Construction of ESD Static Electricity Test for Automotive Components
ESD static electricity test for automotive components
The electrostatic discharge (ESD) test of automotive components refers to conducting an electrostatic discharge (ESD) test on automotive components to test their ability to withstand electrostatic interference. Electrostatic discharge is caused by the difference in charge accumulated on the surface of an object or between different parts. The voltage of electrostatic discharge can far exceed the normal working voltage, which can cause malfunctions in automotive electronic components, sensors, and computer control modules.
The electrostatic charging test for automotive ESD is based on the GBT19951-2019&ISO10605 standards.
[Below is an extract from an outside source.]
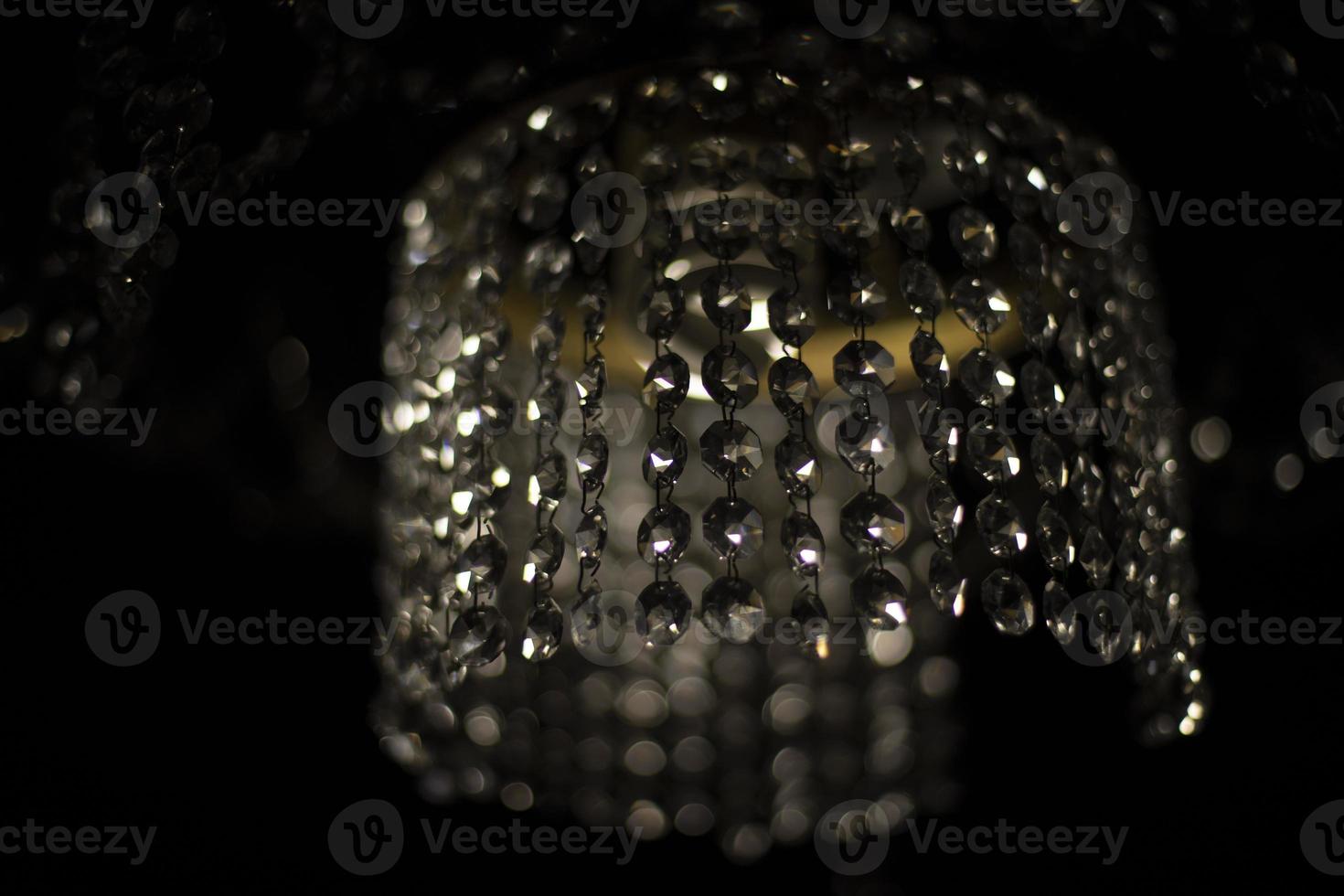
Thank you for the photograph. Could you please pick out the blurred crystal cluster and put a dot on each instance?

This standard specifies ESD testing procedures for automotive, truck, and motorcycle components. During testing, professional electrostatic discharge guns and ESD testing equipment are used to apply electrostatic discharge to the surfaces of various parts of the car to simulate a real electrostatic discharge environment. During testing, attention should be paid to preventing harm to the testing personnel and the safety of the vehicle system itself.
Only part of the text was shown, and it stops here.